Müzemizdeki plastik eserler, sadece Hellenistik (M.Ö.330-30) ve Roma (M.Ö.30- M.S.395) dönemlerine aittir.
Üst katta bulunan Ord. Prof. Ekrem Akurgal Seramik Eserler Salonu ise; kronolojik bir sıra halinde düzenlenmiştir. Bu salonda çeşitli kazılardan ele geçmiş olan; Prehistorik Çağlar’dan Bizans Dönemi’ne kadar çok sayıda eser sergilenmektedir.
Ege Denizi’nde batıklardan çıkan; “Bronz Koşan Atlet Heykeli” ve “Bronz Demether Heykeli” müzemizin en ilgi çeken eserlerindendir.
Bu eser, Ege Denizi’nde Kyme Antik Kenti açıklarında bulunmuştur. 1979 yılında İzmir’in Foça ilçesinde balıkçıların ağlarına tesadüfen takılan heykel, İzmir Arkeoloji Müzesi’nde yapılan restorasyon ve konservasyon çalışmaları sonrasında teşhir edilmeye başlanmıştır.

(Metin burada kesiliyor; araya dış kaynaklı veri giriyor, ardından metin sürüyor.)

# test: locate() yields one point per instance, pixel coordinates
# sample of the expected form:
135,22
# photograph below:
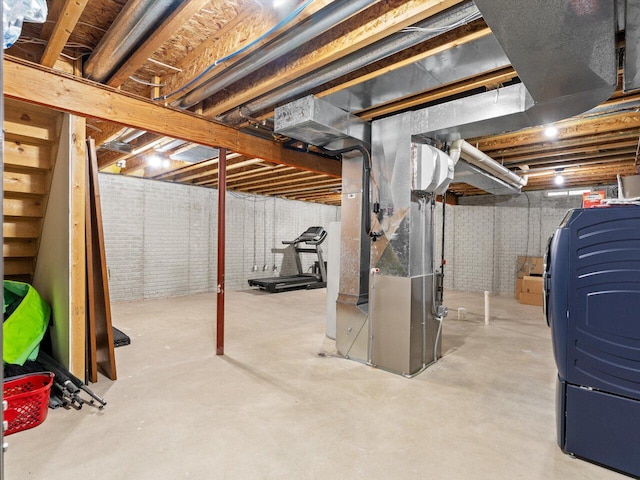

Müzede sergienen bir diğer önemli eser topluluğu da Klazomenia’dan çıkarılan lahit mezarlardır. Klazomenia, İyonların Ege sahillerinde kurdukları 12 İyon kentinden birisi olup, Urla İskelesi yakınındadır. “İskele kenti” anlamına gelen Klazomenai’nin bu adı, konumu nedeniyle aldığı düşünülmektedir. Kendine özgü bezeme stilleriyle ünlü Klazomenai üretimi lahitler, anıtsal görünümleri ve zengin bezemeleriyle 19. yüzyıldan beri araştırmacıların dikkatini çekmektedir. Yapılan kazılar sonucu, Klazomenia lahitlerinin M.Ö. 7. yüzyılın sonu ile 6. yüzyılın başlarında yoğun olarak kullanıldığı ve bu kullanımın M.Ö. 4. yüzyılın sonuna kadar sürdüğü anlaşılmıştır. Dünya müzeleri içindeki bu gruba ait en geniş koleksiyon, İzmir Arkeoloji Müzesi bünyesinde yer almaktadır.
Bronz heykellerle aynı katta bulunan “Hazine Odası’nda”; Arkaik, Klasik, Hellenistik, Roma, Bizans ve İslami Dönem’e ait sikkeler ile; Hellenistik, Roma ve Bizans Dönemlerine ait altın, gümüş ve kıymetli taşlardan süs eşyaları ve de cam eşyaları görmek mümkündür.
“Altın Ağız ve Göz bantları”; Göz ve ağız bantları ince bezemesiz yapraktan yapılmıştır. Eski Yunan inanışına göre, bir insan öldüğü zaman ağzı ve gözleri hemen kapatılırdı. Başlangıçta kozmetik bir amacı olduğu sanılan bu gelenekle, daha sonra canın (Psyche), insan bedeninin ağız, gözler ve burun deliklerinden çıktığı inancı arasında bir bağ kurulmuş olup, böylece bu geleneğin, ölümden sonraki hayatla ilgili bir anlam kazanmış olabileceği düşünülmektedir. Bu salonda fotograf çekmek yasak olduğu için maalesef fotografları çekip sitede paylaşma imkanım olamadı.
Müze bahçesinde ise, çeşitli kazılardan ele geçen heykeller, lahitlerin sergilendiği bölüm, steller, yazıtlar, mimari parçalar yer almaktadır.